Eventually, however, I grew hot, tired, and bored. I can see how being the guest at someone else’s family gathering might possibly be fun for a gossip columnist, or maybe even a novelist, but for a little ol’ no- account antiques dealer, it’s about as much fun as a Brazilian wax, and without the benefits. Yes, I’d been given that fabulous emerald ring—but bear in mind, the giver was a lunatic; that gift was never going to be accepted as valid by the rest of the clan.

So at any rate, when no one was looking, I ducked into the walkout basement. It was hard to believe that I was the only one there. For heaven’s sake, there was a Ping-Pong table, an air hockey table, an enormous flat-screen TV! And, of course, there was that damn front-loading freezer!

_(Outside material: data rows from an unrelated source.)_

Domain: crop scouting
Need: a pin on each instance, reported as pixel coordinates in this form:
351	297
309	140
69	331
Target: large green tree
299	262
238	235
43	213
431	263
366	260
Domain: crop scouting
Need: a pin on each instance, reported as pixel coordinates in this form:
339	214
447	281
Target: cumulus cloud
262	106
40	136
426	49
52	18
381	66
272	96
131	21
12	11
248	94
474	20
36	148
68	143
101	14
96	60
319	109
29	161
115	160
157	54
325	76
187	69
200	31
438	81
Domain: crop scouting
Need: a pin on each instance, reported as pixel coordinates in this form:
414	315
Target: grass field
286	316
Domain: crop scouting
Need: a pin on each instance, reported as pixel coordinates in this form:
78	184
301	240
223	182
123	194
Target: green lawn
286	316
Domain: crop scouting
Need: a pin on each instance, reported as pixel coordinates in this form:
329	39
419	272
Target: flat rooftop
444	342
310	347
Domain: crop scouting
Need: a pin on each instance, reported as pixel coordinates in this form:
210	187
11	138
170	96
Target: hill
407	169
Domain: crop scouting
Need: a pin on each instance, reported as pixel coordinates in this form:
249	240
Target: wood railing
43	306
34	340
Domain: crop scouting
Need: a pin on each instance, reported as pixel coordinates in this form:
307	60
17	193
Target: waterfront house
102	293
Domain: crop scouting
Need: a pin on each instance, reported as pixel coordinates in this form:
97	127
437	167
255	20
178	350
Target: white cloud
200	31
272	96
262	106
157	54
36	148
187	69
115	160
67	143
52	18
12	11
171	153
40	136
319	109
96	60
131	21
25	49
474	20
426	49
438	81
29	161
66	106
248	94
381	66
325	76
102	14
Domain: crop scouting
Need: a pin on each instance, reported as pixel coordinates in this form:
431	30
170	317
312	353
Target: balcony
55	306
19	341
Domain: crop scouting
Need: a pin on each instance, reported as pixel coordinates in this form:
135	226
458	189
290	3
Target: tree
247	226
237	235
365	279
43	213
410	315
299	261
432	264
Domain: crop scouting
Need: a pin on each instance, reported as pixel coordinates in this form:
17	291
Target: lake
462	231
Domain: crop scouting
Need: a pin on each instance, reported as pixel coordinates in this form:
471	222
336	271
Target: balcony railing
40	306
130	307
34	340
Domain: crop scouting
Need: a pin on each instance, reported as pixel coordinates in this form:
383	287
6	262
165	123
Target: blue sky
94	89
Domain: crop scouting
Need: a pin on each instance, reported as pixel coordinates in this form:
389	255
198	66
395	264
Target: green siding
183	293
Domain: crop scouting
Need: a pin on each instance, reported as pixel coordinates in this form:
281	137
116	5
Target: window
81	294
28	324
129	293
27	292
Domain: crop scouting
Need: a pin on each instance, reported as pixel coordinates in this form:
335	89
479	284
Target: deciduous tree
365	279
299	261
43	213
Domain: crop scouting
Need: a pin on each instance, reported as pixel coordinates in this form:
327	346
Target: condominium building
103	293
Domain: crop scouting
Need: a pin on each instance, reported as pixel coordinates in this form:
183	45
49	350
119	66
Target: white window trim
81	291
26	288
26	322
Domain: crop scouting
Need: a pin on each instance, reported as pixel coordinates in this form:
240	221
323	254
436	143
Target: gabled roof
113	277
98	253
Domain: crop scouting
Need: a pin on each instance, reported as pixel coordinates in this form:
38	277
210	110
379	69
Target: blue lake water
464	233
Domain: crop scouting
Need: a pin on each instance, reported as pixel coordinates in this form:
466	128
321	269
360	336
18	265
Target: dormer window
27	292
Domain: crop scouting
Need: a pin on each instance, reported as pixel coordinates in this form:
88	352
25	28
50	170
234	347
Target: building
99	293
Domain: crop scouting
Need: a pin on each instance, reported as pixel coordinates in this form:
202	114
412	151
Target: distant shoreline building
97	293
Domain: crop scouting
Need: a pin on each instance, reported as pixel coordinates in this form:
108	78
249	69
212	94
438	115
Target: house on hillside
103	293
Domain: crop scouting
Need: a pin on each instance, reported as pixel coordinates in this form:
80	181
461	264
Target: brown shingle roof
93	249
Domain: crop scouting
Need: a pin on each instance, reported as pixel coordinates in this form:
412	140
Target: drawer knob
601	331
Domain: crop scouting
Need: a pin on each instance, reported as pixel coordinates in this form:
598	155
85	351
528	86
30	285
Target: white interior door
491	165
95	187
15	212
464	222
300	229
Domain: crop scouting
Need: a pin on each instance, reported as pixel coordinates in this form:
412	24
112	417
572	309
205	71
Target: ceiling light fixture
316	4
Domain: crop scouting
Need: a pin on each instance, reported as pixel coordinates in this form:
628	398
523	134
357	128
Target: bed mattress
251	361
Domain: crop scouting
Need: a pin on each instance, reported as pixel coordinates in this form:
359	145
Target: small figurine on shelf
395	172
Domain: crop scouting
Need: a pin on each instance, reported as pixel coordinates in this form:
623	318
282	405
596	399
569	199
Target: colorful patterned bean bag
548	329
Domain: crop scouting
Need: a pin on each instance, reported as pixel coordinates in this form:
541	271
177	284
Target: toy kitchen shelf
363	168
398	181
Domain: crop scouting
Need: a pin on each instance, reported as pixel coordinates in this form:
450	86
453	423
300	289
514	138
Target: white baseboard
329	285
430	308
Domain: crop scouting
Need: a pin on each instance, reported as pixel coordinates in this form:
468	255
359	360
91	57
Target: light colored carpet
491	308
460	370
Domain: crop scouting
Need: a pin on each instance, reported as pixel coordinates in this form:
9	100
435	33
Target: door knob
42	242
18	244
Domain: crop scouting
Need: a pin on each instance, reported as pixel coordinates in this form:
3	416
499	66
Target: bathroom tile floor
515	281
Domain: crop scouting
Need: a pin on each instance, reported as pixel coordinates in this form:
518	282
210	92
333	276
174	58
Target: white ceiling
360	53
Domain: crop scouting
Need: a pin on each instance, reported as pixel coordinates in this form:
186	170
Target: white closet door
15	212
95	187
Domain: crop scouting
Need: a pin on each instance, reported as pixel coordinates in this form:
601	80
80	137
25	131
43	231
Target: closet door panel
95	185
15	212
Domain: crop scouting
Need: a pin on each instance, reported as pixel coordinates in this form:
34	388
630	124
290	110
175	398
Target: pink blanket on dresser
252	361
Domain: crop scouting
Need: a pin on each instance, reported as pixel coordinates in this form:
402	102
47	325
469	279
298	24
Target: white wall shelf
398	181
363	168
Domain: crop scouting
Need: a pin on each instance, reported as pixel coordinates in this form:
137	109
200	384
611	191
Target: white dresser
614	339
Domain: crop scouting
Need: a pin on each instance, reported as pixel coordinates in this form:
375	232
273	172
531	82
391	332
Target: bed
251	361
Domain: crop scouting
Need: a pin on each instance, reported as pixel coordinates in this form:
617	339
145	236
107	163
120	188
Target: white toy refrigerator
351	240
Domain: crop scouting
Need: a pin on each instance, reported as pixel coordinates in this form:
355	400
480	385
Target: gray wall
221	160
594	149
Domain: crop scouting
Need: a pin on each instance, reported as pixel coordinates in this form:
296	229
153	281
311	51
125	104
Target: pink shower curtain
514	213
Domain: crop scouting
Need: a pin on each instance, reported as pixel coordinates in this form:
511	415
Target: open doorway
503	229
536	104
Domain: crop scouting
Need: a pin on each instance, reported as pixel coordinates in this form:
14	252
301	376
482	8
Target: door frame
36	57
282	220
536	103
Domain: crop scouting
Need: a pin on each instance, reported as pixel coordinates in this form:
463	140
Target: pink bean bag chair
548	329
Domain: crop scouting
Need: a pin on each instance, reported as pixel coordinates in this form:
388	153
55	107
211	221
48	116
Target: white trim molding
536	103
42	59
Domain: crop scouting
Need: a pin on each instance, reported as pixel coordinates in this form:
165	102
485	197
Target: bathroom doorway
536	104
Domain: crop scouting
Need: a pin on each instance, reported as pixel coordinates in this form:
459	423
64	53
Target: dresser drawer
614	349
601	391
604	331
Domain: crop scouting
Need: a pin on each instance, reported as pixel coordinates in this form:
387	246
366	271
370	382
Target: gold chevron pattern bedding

Of course there was a refrigerator, and it was well stocked with beverages of many varieties, both alcoholic and non, and there were dips, and cheeses, and summer sausages, and who knows all what—it’s not like I took inventory. But everyone knows that a basement freezer in the South usually contains some part of a deer, some barbecue, and
ice cream
.

However, the first thing I noticed when I opened that damn freezer was poor Aunt Jerry. She’d been crammed in there in a fetal position, on her back, her face turned away from the door, so that only a shelf or two had to be removed. Sure enough, above her was a shelf of packages wrapped in white butcher paper and clearly labeled “dear steaks.” I can only hope that Ben was a bad speller, and not in the custom of freezing women. But back to Aunt Jerry, I am eternally grateful that I never saw her face; it was her outfit I recognized, the gorgeous mustard-colored sari. At this point she was minus the paper crown from Burger King, but the orange and purple faux leis still hung from her neck, for when the freezer door opened they spilled forth, adding to the drama. Again, was it any wonder that I screamed?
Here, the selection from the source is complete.